Julia se retourna vers lui et lui lança un regard noir.

– Tu m'as pourri la vie de ton vivant, tu as fait fabri-quer cette machine à trois milliards pour continuer à m'emmerder aussi après ta mort ? C'est ça ?

– Même si je suis un prototype, cette machine comme tu dis, est loin de coûter une somme aussi folle, sinon, tu penses bien que personne ne pourrait se l'offrir.

– Tes amis, peut-être ? répliqua Julia narquoise.

– Tu as vraiment un sale caractère, ma Julia. Bon, cessons de tergiverser puisqu'il semble y avoir urgence à faire disparaître ton père, tout juste réapparu. Qu'est-ce que nous avons à l'étage au-dessus ? Un grenier, des combes ?

– Un autre appartement !

– Habité par une voisine que tu connaîtrais assez pour que j'aille sonner chez elle et lui demander du beurre ou du sel par exemple, le temps que tu nous débarrasses de ton fiancé ?
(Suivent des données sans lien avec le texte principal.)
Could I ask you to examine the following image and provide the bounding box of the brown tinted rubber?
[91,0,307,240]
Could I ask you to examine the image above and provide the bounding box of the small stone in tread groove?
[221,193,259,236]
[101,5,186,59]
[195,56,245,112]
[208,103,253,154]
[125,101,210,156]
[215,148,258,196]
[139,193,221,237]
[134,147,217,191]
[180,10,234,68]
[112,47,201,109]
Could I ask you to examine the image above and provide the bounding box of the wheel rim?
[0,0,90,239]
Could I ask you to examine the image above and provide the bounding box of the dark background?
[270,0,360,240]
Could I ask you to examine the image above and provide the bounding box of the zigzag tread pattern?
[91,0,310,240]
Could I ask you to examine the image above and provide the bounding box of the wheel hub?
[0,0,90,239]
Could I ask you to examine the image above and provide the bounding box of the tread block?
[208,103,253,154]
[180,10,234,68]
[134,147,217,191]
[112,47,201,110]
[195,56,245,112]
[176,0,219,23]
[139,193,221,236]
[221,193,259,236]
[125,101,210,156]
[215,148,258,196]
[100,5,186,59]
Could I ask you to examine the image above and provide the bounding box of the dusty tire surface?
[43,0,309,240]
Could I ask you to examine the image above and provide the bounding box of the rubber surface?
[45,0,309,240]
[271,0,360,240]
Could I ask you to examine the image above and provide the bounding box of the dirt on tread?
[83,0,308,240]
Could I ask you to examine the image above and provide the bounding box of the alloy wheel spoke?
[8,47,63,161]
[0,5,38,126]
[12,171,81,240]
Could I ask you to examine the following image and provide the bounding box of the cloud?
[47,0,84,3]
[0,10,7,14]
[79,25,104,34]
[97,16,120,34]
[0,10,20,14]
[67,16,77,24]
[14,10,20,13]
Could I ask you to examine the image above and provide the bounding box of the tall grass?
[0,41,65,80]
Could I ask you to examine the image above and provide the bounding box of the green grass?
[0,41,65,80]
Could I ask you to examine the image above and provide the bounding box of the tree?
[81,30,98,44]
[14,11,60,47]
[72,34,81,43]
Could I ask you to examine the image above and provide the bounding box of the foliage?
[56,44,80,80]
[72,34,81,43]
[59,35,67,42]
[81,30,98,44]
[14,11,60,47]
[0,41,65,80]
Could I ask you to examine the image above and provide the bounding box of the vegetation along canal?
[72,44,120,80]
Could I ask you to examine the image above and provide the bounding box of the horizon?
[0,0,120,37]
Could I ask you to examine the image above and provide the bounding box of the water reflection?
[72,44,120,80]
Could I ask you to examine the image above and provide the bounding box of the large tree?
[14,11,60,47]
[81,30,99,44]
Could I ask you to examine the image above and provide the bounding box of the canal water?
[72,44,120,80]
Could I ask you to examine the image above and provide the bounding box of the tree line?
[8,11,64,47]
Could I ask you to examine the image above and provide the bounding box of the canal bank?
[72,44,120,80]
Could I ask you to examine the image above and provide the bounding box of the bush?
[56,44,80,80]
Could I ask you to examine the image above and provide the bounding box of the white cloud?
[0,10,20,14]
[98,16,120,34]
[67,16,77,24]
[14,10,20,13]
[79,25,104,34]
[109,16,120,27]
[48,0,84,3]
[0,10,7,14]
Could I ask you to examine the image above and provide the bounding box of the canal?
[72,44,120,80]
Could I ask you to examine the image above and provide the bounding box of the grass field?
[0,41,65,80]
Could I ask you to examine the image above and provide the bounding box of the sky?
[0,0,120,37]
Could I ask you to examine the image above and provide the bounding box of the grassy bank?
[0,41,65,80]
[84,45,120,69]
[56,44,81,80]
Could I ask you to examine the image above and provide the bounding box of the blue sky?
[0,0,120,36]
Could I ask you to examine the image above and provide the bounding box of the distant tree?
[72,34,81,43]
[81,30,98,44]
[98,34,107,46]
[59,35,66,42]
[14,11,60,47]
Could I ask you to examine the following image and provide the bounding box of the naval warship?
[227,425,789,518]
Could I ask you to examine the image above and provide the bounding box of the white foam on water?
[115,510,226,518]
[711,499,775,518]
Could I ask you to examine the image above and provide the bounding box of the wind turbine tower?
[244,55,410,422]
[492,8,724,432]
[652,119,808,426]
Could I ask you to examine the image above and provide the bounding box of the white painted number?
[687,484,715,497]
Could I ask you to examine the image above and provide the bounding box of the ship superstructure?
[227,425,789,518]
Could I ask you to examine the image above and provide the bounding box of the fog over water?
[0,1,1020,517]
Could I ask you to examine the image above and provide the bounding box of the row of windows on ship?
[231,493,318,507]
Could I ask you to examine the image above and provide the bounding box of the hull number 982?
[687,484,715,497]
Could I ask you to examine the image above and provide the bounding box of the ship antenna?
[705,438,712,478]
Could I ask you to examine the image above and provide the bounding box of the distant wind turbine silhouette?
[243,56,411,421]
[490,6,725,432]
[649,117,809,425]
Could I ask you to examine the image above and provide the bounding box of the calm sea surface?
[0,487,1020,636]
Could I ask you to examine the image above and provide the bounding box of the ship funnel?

Julia se précipita vers les tiroirs de la cuisine, qu'elle ouvrit un à un.

– Qu'est-ce que tu cherches ?

– La clé, chuchota-t-elle alors qu'elle entendait la voix d'Adam qui l'appelait depuis la rue.

– Tu as la clé de l'appartement du dessus ? Je te préviens, si tu m'envoies à la cave, il y a toutes les chances que je crois au fiancé dont l'escalier.

– C'est moi la propriétaire de l'appartement du dessus ! Je lai acheté l'an dernier grâce à ma prime, mais je n'ai pas encore les moyens de le retaper, alors c'est un peu le foutoir là-haut !

– Pourquoi, c'est censé être rangé ici ?

– Je vais te tuer si tu continues !

– Au regret de te contredire, c'est désormais trop tard. Et puis si ta maison était vraiment en ordre, tu aurais déjà repéré les clés que je vois pendre à ce clou près de la cuisinière.

Julia releva la tête et se précipita vers le trousseau.

Elle le saisit et le tendit aussitôt à son père.

– Monte et ne fais aucun bruit. Il sait que l’étage est inoccupé !

– Tu ferais bien d'aller t’entretenir avec lui au lieu de me faire la leçon, à force beugler ton prénom dans la rue, il va finir par réveiller tout le voisinage.